I appreciate the back office procedures, and you are correct. There is no hassle esp for candidates scouted abroad on 6 figure-with docs on par.


----------



## simonsays (Feb 11, 2009)

ersonu47 said:


> Dear ecureilx,
> 
> 
> first of all thanks for your positive response, in your above reply u tell me "get the resume, send the MOM application" what is meant & where i have get the resume to whom or which application is to be send.
> ...


Employment Pass - Before you apply - Ministry of Manpower

And the pass must be applied by your prospective employer, NOT YOU !!!

And no, as of now, I am not in Singapore ..


----------



## slyder (Dec 1, 2012)

Hi, Singaporeans take up admin jobs because they are largely unskilled and most of the time under $ 2000 for the minimum Work Permit requirements. Most admin jobs require mandarin as well as English ...70% of the population is Chinese.

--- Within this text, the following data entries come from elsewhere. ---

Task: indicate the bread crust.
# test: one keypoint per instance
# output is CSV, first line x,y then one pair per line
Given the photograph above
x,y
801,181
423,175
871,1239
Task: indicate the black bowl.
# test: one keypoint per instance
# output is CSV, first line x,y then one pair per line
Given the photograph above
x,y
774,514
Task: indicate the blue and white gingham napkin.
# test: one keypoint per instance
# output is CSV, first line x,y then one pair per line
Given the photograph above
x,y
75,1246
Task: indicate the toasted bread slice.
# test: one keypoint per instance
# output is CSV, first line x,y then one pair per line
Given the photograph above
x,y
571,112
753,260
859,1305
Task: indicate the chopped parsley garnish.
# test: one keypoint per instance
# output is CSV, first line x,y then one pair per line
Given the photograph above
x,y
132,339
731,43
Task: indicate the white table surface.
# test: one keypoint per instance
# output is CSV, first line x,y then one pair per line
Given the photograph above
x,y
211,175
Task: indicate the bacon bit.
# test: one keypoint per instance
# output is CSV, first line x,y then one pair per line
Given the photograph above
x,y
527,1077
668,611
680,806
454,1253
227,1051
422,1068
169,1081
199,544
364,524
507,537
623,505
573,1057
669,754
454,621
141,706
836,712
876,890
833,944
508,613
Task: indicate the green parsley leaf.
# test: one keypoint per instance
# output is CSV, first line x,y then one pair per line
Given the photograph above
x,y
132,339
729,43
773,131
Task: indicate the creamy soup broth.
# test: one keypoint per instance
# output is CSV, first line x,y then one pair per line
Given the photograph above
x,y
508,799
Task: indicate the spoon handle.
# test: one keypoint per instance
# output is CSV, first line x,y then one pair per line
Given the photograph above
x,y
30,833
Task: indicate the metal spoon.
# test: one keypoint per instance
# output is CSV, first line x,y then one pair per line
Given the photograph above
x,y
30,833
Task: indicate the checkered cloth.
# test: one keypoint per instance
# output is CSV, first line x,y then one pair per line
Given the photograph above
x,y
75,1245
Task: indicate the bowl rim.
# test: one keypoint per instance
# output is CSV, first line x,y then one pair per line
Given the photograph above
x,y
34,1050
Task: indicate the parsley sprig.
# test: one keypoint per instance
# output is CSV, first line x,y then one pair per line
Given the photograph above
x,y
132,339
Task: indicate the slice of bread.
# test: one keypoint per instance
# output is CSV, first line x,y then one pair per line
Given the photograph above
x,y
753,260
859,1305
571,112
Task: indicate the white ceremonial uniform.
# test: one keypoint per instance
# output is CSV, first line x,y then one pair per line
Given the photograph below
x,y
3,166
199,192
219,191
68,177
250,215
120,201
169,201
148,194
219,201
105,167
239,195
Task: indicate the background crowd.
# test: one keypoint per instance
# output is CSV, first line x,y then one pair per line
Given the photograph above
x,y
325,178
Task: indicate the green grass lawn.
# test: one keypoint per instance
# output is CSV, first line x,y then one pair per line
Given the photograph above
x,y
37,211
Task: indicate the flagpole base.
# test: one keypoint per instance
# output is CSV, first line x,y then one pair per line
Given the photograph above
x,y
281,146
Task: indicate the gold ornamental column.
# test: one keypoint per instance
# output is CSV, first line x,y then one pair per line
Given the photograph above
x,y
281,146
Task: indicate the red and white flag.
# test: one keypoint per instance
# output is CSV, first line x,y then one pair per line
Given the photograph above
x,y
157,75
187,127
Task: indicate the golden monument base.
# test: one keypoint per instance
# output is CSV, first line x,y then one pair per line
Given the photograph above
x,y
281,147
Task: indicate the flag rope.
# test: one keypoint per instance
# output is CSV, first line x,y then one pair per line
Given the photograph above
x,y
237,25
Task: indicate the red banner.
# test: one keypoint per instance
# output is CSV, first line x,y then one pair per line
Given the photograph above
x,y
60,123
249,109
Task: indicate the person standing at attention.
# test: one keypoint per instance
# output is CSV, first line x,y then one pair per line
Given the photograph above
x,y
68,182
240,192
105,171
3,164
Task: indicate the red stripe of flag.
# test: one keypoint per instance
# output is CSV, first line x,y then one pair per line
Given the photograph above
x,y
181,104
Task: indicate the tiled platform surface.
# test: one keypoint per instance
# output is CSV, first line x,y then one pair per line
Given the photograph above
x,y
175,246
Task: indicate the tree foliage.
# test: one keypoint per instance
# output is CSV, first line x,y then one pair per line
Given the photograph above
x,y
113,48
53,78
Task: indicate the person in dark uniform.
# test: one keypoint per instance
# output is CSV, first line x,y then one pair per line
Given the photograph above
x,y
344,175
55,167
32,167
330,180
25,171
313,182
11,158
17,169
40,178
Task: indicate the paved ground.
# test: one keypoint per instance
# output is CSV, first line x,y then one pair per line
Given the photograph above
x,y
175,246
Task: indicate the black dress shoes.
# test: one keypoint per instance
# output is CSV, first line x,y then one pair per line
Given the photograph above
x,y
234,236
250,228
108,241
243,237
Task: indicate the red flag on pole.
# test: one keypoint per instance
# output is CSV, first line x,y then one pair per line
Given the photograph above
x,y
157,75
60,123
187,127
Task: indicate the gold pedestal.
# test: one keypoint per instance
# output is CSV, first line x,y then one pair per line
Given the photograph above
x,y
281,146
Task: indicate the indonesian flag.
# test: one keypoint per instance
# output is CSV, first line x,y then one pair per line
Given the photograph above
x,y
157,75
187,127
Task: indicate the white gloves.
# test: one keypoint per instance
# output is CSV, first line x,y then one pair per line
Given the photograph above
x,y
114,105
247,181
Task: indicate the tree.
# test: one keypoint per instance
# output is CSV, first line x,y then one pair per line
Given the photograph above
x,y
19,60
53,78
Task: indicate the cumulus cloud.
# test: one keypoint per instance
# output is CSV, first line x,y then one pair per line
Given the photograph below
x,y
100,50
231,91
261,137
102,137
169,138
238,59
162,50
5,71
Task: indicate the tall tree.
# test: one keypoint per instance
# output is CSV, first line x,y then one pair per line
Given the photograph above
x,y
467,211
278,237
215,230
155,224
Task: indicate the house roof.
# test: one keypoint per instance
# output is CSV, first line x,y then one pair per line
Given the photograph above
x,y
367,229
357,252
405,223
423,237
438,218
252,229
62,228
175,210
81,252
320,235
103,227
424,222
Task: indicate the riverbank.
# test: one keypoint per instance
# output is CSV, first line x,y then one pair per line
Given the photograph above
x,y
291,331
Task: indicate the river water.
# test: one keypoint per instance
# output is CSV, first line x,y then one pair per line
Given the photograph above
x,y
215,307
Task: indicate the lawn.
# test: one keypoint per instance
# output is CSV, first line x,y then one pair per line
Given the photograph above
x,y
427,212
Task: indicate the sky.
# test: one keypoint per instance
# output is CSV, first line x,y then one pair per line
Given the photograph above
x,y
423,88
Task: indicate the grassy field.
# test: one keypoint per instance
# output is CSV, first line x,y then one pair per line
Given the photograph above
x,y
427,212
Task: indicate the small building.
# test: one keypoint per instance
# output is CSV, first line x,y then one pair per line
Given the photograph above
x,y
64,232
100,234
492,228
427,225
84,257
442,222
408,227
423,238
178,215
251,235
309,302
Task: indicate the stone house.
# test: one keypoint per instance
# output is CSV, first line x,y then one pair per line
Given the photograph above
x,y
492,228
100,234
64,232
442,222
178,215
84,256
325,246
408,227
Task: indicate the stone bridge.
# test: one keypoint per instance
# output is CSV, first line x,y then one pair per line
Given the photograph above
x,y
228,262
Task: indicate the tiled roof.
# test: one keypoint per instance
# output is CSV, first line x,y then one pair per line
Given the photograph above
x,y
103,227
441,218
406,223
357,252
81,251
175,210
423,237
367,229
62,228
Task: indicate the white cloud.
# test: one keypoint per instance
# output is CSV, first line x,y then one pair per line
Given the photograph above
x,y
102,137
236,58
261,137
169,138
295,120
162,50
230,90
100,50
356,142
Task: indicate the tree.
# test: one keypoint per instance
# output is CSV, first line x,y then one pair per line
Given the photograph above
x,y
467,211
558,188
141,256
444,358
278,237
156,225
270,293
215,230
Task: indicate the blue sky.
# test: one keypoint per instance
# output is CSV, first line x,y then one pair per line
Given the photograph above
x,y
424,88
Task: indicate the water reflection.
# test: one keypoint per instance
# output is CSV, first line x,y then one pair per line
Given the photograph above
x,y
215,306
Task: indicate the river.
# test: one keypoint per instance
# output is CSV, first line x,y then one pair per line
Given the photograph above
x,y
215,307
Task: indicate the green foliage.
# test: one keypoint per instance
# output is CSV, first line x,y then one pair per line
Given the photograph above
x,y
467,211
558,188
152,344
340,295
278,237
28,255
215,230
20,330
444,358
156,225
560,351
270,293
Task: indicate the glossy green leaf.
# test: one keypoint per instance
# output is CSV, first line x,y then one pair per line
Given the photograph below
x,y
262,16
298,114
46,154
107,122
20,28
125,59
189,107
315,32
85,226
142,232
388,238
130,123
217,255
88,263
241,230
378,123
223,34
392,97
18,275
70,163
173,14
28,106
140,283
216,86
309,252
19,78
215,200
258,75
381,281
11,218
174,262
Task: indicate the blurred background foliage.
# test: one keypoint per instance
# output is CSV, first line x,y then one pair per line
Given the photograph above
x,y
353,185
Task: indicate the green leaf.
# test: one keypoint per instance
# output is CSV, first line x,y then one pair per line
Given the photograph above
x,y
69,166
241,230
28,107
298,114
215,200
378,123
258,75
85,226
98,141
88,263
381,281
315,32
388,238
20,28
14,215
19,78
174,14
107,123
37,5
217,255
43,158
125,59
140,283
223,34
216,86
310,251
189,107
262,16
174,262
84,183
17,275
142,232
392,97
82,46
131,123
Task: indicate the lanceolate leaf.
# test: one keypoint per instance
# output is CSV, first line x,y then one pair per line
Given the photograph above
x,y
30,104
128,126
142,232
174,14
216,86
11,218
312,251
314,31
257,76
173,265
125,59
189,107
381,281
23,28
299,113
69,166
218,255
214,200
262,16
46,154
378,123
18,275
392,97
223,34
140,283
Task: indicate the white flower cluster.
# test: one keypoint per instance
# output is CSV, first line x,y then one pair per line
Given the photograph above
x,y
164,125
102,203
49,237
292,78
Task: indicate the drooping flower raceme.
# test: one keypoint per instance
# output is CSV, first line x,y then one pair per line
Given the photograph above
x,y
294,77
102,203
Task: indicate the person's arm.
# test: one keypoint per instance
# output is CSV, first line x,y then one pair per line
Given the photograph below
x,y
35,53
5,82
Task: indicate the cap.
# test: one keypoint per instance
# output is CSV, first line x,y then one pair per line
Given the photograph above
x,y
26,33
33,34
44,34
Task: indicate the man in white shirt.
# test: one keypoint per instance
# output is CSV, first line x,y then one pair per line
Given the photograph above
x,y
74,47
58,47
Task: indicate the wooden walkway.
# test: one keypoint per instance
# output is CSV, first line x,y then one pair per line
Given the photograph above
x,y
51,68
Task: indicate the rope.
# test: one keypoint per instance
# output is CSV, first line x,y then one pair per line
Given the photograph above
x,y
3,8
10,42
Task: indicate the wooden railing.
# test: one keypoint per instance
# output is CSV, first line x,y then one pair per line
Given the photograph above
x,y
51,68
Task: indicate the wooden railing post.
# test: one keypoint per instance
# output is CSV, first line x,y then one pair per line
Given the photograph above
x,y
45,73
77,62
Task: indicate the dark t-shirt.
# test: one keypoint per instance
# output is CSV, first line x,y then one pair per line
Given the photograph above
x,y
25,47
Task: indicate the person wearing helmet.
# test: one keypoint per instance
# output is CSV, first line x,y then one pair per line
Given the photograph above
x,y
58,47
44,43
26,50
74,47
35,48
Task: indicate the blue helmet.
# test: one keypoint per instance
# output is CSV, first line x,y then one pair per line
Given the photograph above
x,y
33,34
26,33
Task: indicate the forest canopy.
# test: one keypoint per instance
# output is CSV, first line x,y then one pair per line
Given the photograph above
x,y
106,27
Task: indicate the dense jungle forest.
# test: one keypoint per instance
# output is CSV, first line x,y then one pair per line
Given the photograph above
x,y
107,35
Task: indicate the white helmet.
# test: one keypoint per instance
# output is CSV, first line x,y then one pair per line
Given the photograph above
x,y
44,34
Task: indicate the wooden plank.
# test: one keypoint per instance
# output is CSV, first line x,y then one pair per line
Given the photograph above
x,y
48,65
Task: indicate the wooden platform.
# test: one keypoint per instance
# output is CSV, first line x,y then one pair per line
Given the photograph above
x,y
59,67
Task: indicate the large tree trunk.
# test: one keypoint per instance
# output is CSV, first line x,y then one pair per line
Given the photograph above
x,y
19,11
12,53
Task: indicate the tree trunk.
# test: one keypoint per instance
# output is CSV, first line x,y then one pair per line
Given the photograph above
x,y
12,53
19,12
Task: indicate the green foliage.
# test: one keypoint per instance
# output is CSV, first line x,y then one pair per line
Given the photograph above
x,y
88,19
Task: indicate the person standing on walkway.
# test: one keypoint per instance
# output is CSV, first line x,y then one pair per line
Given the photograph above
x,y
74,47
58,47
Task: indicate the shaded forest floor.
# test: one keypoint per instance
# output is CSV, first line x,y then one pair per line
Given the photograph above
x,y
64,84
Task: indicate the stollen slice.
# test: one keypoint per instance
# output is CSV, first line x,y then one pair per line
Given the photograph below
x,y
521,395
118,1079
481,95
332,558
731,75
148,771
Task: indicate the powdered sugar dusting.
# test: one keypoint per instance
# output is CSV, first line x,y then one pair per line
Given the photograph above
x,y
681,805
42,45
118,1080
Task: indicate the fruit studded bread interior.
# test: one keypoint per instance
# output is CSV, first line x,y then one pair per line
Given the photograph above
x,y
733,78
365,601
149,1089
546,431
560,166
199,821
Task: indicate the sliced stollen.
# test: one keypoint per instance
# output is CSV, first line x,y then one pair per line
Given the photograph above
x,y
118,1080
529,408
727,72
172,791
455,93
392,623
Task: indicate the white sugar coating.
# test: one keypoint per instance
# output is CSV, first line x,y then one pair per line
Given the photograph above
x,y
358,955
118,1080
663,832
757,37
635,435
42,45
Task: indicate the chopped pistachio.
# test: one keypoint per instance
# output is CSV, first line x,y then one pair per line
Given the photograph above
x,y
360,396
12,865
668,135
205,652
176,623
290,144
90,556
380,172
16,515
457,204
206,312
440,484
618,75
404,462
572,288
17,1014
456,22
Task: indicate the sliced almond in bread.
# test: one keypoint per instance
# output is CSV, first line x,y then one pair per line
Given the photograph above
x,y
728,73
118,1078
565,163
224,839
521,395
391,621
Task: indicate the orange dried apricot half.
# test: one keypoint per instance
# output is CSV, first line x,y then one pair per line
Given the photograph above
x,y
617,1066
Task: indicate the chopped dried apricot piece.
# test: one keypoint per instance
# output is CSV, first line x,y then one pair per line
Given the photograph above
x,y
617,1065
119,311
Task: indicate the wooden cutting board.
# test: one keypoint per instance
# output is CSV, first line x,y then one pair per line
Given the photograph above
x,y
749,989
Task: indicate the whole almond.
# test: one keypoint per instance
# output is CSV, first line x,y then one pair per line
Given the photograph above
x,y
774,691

Here are the facts: you need to offer a unique skill or a skill in demand for Singapore and have sufficient work experience and qualifications to support this. If you don't I am afraid you are wasting your time and money. You need to earn in excess of $2000 in your profession as a requirement of your visa. If you haven't heard back from you job applications I would suggest using the phone to find out why you haven't been selected... This would save plenty if time.
I live in Singapore and over the past year I have seen a clamp down on work passes for jobs Singaporeans can easily do. They are always looking for bus drivers if you don't mind $1500-$1800 a month


----------



## simonsays (Feb 11, 2009)

slyder: well said 

I would rush in and say, look for jobs over 3,500 for a start, if you want to be assured of a pass .. 

Singapore has gone to the pre-2000 days, and it is not wrong - in trying to trim excess fat .. 

as I mentioned, pre-2000-2002, if you are applying for any admin / accounting jobs, forget about getting a pass .. the rational being, locals can do it .. so why get a foreigner ..


----------